2020年に発行か? 中国が「デジタル人民元」に抱く、危険な野望世界を読み解くニュース・サロン(3/4 ページ)

» 2020年01月09日 07時00分 公開
[山田敏弘ITmedia]

デジタル人民元が広まると、何が起きるのか

 デジタル人民元は、中国国内で銀行口座を持つ必要があるドメスティックなモバイル決済と違い、基本的には誰でも持つことができるようになる。国境も関係ない。

 実は今、中国を訪れる外国人旅行者が、都市部を中心に、モバイル決済を使えず買い物ができないという現象が起きているという。銀行口座を作れない国外からの旅行者はモバイル決済も基本的には利用できないからだ。そこで外国人にデジタル人民元を持ってもらうことで、インバウンドの消費も取りこぼさずに済む。
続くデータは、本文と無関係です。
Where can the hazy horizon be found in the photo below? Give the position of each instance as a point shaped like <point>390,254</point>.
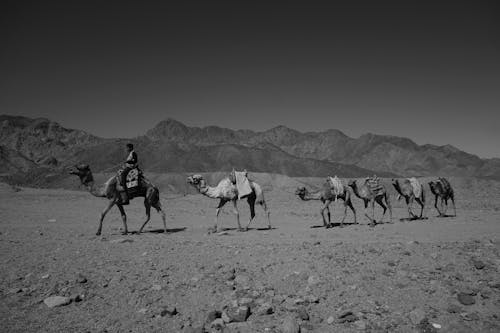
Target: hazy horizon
<point>428,71</point>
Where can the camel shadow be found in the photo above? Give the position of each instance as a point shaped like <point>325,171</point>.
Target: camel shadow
<point>408,219</point>
<point>334,225</point>
<point>160,231</point>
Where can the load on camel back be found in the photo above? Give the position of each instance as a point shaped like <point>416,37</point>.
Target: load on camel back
<point>232,188</point>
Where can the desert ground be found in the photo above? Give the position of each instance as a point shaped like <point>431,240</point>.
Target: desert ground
<point>433,275</point>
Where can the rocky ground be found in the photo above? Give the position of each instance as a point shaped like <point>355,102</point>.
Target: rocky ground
<point>435,275</point>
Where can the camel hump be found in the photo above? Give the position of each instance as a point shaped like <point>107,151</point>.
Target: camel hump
<point>336,185</point>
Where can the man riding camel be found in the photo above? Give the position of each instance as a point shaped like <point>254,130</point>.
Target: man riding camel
<point>130,163</point>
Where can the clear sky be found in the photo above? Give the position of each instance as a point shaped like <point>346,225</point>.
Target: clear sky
<point>427,70</point>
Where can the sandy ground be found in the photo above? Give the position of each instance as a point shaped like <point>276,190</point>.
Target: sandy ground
<point>403,277</point>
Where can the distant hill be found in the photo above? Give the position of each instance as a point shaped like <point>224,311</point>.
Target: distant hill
<point>31,148</point>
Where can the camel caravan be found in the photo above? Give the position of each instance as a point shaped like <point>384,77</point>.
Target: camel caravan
<point>130,183</point>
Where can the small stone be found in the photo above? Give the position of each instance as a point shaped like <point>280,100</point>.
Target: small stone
<point>360,325</point>
<point>465,299</point>
<point>212,315</point>
<point>81,279</point>
<point>312,280</point>
<point>217,324</point>
<point>121,240</point>
<point>453,308</point>
<point>478,264</point>
<point>54,301</point>
<point>302,313</point>
<point>239,314</point>
<point>416,316</point>
<point>290,326</point>
<point>347,317</point>
<point>169,310</point>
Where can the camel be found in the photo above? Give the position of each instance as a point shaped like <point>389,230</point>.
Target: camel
<point>226,191</point>
<point>369,196</point>
<point>441,188</point>
<point>109,190</point>
<point>405,189</point>
<point>326,195</point>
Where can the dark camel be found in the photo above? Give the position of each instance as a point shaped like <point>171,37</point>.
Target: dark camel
<point>405,190</point>
<point>364,193</point>
<point>441,188</point>
<point>326,196</point>
<point>109,190</point>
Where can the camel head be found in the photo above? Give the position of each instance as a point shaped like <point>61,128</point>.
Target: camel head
<point>83,172</point>
<point>301,192</point>
<point>436,187</point>
<point>196,180</point>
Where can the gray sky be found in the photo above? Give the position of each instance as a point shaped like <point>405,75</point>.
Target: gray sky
<point>429,71</point>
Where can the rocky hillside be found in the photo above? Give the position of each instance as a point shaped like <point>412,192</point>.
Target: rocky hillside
<point>174,147</point>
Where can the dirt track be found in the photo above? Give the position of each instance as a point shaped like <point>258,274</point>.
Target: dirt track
<point>400,277</point>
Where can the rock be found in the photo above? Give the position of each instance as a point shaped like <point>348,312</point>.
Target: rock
<point>290,326</point>
<point>168,310</point>
<point>416,316</point>
<point>54,301</point>
<point>302,313</point>
<point>465,299</point>
<point>121,240</point>
<point>312,280</point>
<point>238,314</point>
<point>81,279</point>
<point>242,280</point>
<point>347,317</point>
<point>478,264</point>
<point>360,325</point>
<point>217,324</point>
<point>453,308</point>
<point>264,309</point>
<point>246,301</point>
<point>212,315</point>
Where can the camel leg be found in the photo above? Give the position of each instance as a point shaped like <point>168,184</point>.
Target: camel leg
<point>322,211</point>
<point>389,206</point>
<point>329,215</point>
<point>251,204</point>
<point>148,214</point>
<point>266,211</point>
<point>349,203</point>
<point>237,213</point>
<point>103,214</point>
<point>436,205</point>
<point>380,201</point>
<point>158,208</point>
<point>366,214</point>
<point>222,202</point>
<point>124,219</point>
<point>454,207</point>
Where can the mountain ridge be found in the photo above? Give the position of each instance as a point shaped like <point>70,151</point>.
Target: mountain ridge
<point>173,146</point>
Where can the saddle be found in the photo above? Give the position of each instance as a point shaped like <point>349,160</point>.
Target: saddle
<point>134,177</point>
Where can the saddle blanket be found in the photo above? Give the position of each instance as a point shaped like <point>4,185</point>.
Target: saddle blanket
<point>417,188</point>
<point>375,186</point>
<point>336,186</point>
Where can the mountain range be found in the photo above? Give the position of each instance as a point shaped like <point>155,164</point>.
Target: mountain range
<point>41,144</point>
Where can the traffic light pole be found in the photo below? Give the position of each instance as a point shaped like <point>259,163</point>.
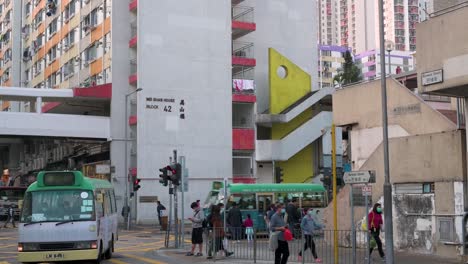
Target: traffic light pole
<point>176,219</point>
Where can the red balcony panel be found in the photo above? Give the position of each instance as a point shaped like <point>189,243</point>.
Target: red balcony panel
<point>243,139</point>
<point>244,25</point>
<point>243,61</point>
<point>243,180</point>
<point>132,79</point>
<point>132,120</point>
<point>98,91</point>
<point>133,5</point>
<point>244,98</point>
<point>132,43</point>
<point>49,106</point>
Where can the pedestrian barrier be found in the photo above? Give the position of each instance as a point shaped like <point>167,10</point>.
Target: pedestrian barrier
<point>256,248</point>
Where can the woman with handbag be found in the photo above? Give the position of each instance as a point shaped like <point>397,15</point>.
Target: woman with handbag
<point>277,224</point>
<point>375,225</point>
<point>308,226</point>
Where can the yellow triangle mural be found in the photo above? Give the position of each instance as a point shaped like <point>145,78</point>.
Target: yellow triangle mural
<point>288,82</point>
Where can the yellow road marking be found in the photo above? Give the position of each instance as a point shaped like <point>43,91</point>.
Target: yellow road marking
<point>152,261</point>
<point>116,261</point>
<point>10,245</point>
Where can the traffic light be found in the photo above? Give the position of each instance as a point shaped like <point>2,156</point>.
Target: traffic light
<point>279,175</point>
<point>176,173</point>
<point>136,185</point>
<point>51,7</point>
<point>163,177</point>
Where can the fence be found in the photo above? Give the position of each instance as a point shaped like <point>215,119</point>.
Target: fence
<point>256,249</point>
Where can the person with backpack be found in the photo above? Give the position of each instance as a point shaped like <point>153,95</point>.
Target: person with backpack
<point>234,219</point>
<point>159,210</point>
<point>10,217</point>
<point>197,230</point>
<point>375,225</point>
<point>308,225</point>
<point>216,232</point>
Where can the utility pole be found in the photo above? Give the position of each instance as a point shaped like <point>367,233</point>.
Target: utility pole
<point>387,186</point>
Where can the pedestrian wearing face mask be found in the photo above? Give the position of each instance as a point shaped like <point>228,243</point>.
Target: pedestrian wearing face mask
<point>277,223</point>
<point>375,225</point>
<point>308,225</point>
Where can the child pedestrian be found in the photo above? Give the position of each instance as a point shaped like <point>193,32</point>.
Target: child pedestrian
<point>248,223</point>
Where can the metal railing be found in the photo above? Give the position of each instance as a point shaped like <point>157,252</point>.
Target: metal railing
<point>235,246</point>
<point>243,14</point>
<point>243,49</point>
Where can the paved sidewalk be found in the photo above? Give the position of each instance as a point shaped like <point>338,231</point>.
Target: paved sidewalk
<point>400,258</point>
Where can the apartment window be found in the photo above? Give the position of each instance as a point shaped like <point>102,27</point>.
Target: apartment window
<point>39,42</point>
<point>68,69</point>
<point>69,11</point>
<point>89,55</point>
<point>7,55</point>
<point>27,9</point>
<point>52,54</point>
<point>52,28</point>
<point>38,19</point>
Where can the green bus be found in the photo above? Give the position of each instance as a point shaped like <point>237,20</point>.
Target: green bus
<point>255,199</point>
<point>67,217</point>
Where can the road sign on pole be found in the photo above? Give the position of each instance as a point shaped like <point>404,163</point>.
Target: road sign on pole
<point>367,190</point>
<point>353,177</point>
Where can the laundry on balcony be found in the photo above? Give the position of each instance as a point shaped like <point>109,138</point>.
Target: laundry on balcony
<point>241,85</point>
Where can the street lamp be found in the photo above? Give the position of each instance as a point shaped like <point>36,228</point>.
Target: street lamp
<point>389,46</point>
<point>387,186</point>
<point>126,154</point>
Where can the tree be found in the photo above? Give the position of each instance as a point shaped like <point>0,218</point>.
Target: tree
<point>349,73</point>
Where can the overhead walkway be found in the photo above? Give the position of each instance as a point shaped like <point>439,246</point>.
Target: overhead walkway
<point>297,108</point>
<point>55,125</point>
<point>284,149</point>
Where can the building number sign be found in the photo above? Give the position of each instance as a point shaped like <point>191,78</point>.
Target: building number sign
<point>167,105</point>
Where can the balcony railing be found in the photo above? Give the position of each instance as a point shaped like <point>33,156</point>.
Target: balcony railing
<point>243,49</point>
<point>243,14</point>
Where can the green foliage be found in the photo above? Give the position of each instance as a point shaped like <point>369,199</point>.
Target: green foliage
<point>349,73</point>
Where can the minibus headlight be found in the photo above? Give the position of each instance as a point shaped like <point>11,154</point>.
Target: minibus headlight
<point>83,245</point>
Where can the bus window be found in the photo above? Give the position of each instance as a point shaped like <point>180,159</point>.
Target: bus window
<point>244,201</point>
<point>315,200</point>
<point>57,206</point>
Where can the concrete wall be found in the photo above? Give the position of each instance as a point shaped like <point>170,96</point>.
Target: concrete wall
<point>360,105</point>
<point>437,158</point>
<point>121,68</point>
<point>447,51</point>
<point>290,27</point>
<point>187,56</point>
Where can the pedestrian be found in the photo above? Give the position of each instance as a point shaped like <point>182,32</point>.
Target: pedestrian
<point>234,219</point>
<point>248,223</point>
<point>10,217</point>
<point>277,223</point>
<point>375,225</point>
<point>159,209</point>
<point>293,216</point>
<point>308,226</point>
<point>218,232</point>
<point>197,230</point>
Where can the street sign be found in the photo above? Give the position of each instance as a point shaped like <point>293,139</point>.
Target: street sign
<point>353,177</point>
<point>367,190</point>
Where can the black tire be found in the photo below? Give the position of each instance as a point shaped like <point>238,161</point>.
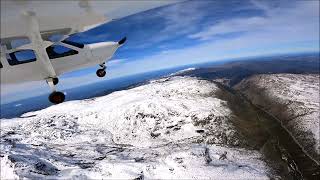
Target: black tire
<point>57,97</point>
<point>55,81</point>
<point>101,72</point>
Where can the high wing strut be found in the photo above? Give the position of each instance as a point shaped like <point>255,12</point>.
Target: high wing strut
<point>37,43</point>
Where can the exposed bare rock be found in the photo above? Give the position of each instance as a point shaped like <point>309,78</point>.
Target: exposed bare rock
<point>291,98</point>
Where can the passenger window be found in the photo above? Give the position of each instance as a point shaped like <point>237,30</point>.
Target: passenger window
<point>58,51</point>
<point>21,57</point>
<point>72,43</point>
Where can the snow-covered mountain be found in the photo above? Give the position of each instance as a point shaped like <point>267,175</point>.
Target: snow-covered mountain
<point>294,100</point>
<point>170,128</point>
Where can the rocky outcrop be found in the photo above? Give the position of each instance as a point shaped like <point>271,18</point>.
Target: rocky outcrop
<point>293,99</point>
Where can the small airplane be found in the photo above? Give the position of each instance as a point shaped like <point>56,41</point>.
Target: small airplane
<point>34,38</point>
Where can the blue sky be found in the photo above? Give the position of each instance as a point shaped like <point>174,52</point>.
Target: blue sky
<point>194,32</point>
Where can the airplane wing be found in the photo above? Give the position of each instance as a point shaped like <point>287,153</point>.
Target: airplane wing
<point>28,26</point>
<point>67,17</point>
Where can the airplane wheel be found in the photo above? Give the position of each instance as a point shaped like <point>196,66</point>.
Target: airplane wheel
<point>101,72</point>
<point>56,97</point>
<point>55,81</point>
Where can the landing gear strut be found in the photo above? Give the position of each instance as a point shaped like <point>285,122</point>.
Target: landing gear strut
<point>101,72</point>
<point>55,97</point>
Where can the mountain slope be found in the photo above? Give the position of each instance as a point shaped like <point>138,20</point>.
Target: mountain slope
<point>169,128</point>
<point>294,100</point>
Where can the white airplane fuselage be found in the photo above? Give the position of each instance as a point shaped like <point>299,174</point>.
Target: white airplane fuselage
<point>89,55</point>
<point>34,38</point>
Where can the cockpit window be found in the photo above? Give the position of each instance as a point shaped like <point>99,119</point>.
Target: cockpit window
<point>72,43</point>
<point>58,51</point>
<point>21,57</point>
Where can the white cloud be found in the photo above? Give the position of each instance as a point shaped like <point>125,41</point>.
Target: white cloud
<point>298,21</point>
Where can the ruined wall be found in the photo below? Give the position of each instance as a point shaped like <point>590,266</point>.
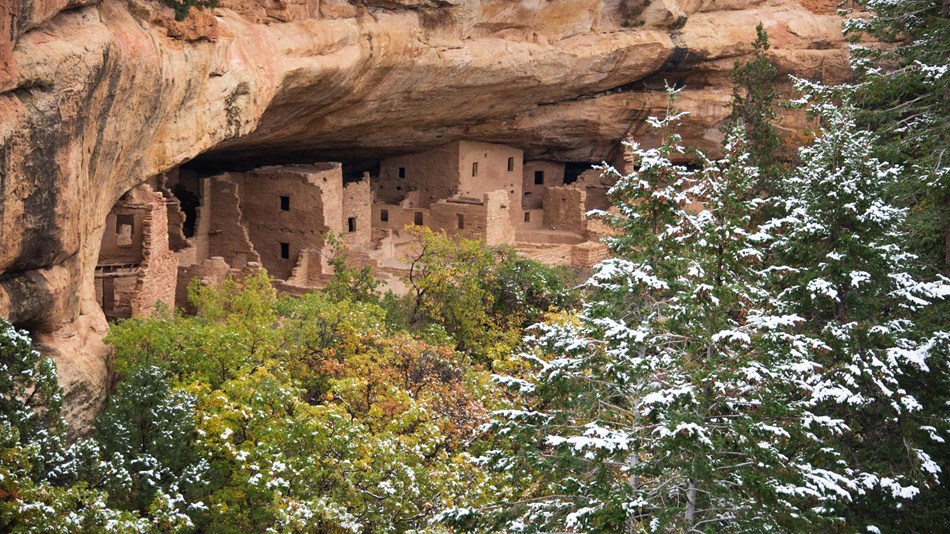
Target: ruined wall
<point>123,237</point>
<point>434,174</point>
<point>158,272</point>
<point>357,205</point>
<point>498,167</point>
<point>136,268</point>
<point>222,229</point>
<point>211,271</point>
<point>315,196</point>
<point>488,220</point>
<point>564,209</point>
<point>533,193</point>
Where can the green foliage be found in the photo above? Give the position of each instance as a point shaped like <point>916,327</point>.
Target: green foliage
<point>448,281</point>
<point>39,488</point>
<point>321,420</point>
<point>753,103</point>
<point>349,283</point>
<point>149,430</point>
<point>481,297</point>
<point>183,6</point>
<point>902,95</point>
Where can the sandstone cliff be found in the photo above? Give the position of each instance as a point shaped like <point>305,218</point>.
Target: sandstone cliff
<point>97,96</point>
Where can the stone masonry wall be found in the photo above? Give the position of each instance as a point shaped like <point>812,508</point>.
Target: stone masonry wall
<point>564,209</point>
<point>357,204</point>
<point>158,271</point>
<point>532,196</point>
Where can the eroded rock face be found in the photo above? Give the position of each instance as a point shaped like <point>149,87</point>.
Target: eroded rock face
<point>96,96</point>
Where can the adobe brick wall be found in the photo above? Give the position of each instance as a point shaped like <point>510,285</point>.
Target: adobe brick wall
<point>489,220</point>
<point>588,254</point>
<point>221,224</point>
<point>433,173</point>
<point>357,203</point>
<point>564,209</point>
<point>158,271</point>
<point>246,222</point>
<point>532,195</point>
<point>492,173</point>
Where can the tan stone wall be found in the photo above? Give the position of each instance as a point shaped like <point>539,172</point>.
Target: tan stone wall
<point>136,268</point>
<point>492,169</point>
<point>243,219</point>
<point>211,271</point>
<point>123,236</point>
<point>158,271</point>
<point>434,174</point>
<point>488,220</point>
<point>221,225</point>
<point>588,254</point>
<point>532,196</point>
<point>357,204</point>
<point>564,209</point>
<point>596,185</point>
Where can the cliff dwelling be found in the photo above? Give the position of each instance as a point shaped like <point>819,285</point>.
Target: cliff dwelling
<point>181,225</point>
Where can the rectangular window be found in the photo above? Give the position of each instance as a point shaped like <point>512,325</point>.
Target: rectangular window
<point>123,230</point>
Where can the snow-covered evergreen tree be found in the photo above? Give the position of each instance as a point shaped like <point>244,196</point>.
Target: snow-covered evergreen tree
<point>849,276</point>
<point>663,406</point>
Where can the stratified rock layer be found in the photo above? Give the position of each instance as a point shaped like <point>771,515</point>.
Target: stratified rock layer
<point>96,96</point>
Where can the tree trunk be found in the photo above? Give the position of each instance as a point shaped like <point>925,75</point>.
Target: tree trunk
<point>691,504</point>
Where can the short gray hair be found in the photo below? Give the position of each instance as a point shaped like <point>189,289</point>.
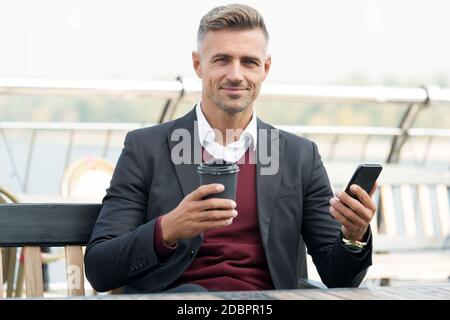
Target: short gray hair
<point>231,17</point>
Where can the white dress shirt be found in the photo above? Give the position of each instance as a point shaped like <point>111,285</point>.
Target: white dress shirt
<point>231,152</point>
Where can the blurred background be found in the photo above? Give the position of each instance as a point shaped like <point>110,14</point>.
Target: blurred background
<point>367,80</point>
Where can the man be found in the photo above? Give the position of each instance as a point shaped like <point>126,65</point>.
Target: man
<point>156,233</point>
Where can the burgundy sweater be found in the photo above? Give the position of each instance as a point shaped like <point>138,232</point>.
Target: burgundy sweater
<point>231,258</point>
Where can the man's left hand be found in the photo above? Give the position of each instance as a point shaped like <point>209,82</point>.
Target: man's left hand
<point>354,215</point>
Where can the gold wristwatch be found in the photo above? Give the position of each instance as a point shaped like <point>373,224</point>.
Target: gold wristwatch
<point>354,245</point>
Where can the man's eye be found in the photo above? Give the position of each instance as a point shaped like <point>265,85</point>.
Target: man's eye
<point>221,60</point>
<point>251,62</point>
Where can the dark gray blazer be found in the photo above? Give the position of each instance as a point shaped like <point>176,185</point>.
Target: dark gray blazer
<point>292,204</point>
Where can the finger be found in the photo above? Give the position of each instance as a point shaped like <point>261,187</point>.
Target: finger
<point>216,215</point>
<point>353,217</point>
<point>342,219</point>
<point>210,225</point>
<point>374,188</point>
<point>215,203</point>
<point>363,197</point>
<point>355,205</point>
<point>204,190</point>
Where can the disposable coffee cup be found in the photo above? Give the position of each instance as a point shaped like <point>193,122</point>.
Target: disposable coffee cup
<point>218,171</point>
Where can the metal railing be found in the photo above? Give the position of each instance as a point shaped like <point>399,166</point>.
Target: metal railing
<point>416,100</point>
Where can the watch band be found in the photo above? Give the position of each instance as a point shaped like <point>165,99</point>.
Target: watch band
<point>354,243</point>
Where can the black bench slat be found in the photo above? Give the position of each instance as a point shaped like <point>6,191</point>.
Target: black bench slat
<point>46,224</point>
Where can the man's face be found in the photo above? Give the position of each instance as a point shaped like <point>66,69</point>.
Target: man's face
<point>232,66</point>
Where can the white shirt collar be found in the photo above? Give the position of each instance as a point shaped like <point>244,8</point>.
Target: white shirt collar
<point>207,134</point>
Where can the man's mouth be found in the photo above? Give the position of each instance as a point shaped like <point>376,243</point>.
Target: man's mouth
<point>233,89</point>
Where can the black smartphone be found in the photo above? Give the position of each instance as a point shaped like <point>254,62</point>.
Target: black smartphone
<point>364,176</point>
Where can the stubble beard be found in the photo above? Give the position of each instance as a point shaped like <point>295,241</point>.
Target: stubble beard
<point>231,107</point>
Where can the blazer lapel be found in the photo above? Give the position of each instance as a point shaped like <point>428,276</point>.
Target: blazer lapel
<point>184,135</point>
<point>267,181</point>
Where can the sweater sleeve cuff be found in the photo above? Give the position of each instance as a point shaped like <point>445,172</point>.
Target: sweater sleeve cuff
<point>162,250</point>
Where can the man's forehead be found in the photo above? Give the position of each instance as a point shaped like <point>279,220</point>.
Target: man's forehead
<point>235,42</point>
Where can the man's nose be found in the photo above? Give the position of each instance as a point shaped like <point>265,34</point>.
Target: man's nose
<point>235,72</point>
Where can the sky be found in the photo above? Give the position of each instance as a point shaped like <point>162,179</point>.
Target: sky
<point>312,42</point>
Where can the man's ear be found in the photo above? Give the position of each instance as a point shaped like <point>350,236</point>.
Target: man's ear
<point>196,63</point>
<point>267,65</point>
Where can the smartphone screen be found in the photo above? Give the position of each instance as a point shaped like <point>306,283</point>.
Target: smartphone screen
<point>365,176</point>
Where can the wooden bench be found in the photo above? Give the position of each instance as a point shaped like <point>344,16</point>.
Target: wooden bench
<point>412,227</point>
<point>32,226</point>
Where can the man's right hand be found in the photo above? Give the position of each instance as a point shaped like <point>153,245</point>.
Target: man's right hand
<point>194,215</point>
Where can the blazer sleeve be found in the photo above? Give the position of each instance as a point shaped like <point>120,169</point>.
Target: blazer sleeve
<point>121,247</point>
<point>336,266</point>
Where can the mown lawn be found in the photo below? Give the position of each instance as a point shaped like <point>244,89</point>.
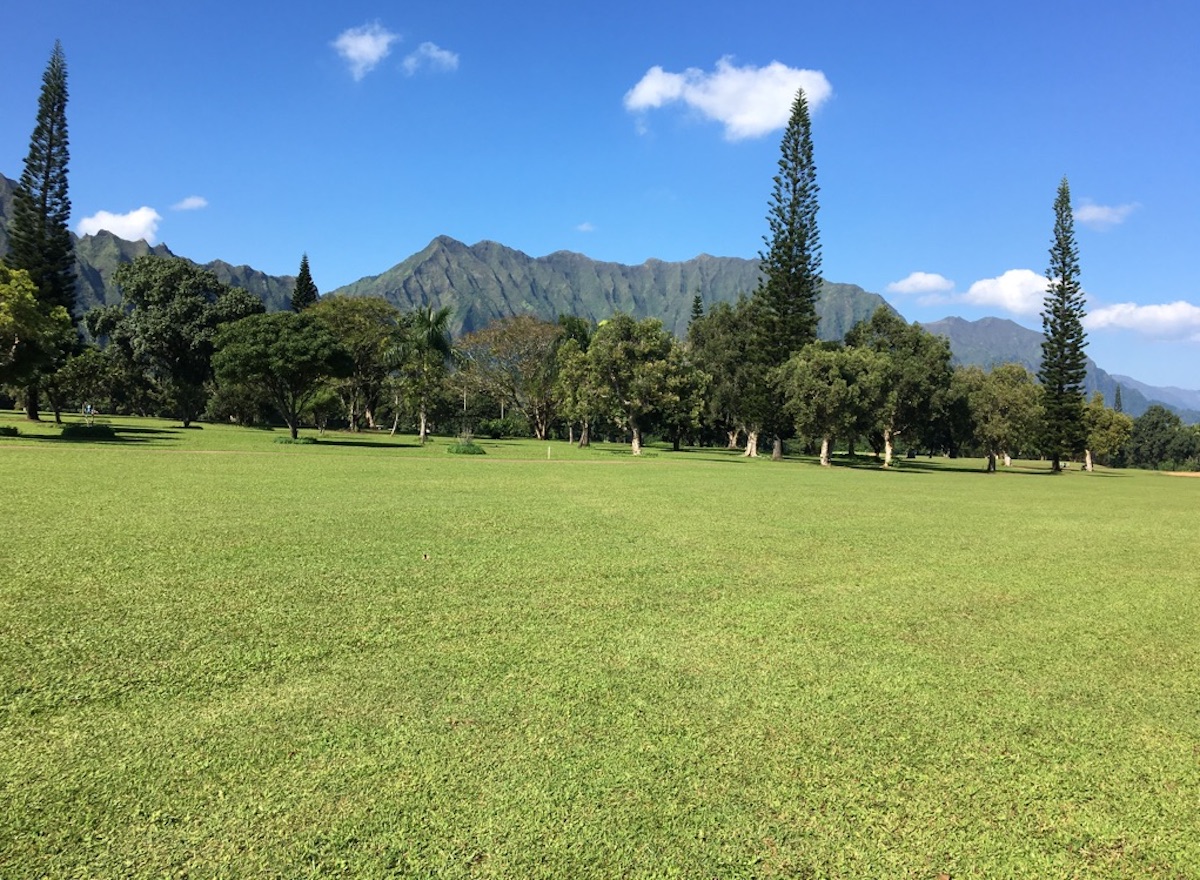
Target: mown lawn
<point>223,657</point>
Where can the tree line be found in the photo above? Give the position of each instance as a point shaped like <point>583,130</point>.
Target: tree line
<point>181,343</point>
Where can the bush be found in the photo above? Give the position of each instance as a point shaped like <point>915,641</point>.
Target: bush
<point>466,446</point>
<point>77,430</point>
<point>509,426</point>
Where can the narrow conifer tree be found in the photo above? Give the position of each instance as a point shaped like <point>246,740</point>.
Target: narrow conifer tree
<point>791,264</point>
<point>39,234</point>
<point>305,293</point>
<point>785,303</point>
<point>1063,361</point>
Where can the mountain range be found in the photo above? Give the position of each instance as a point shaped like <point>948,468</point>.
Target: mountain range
<point>486,281</point>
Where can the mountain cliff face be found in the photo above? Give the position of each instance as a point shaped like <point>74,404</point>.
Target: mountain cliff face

 この話のように、デジタル人民元を発行する裏には「外国」がある。旅行者のみならず、外国企業との取引や、国家間のやりとりなどにもデジタル人民元を使ってもらいたいのだ。中国政府が推し進めている現代版のシルクロード経済圏構想である「一帯一路」で協力する数多くの国々とも、デジタル人民元でやりとりするよう促すこともできるだろう。中国がインフラ設備で投資をしている国家などに対しても、同様だ。

デジタル人民元が広まると、米国の法定通貨であるドルの牙城が崩れる?(写真提供:ゲッティイメージズ)

 このように、デジタル人民元が世界で広く使われ、国際化していくと、何が起きるのか。

 世界で最も普及している基軸通貨であるドルの牙城が崩れることになるのである。基軸通貨とは、世界で中心的・支配的な役割の通貨で、国際金融取引などで基準として採用されている通貨のことを指す。現在、米国の法定通貨であるドルは、米国の影響を強く受けており、言うなれば米国が国際通貨の動きを握っている状態だ。

 中国政府は、デジタル人民元でそこに割って入ろうとしている。デジタル人民元が世界で広く使われれば、ドル支配の影響を受ける必要はなくなるし、中国政府が世界の金融の動きを監視することもできるようになる。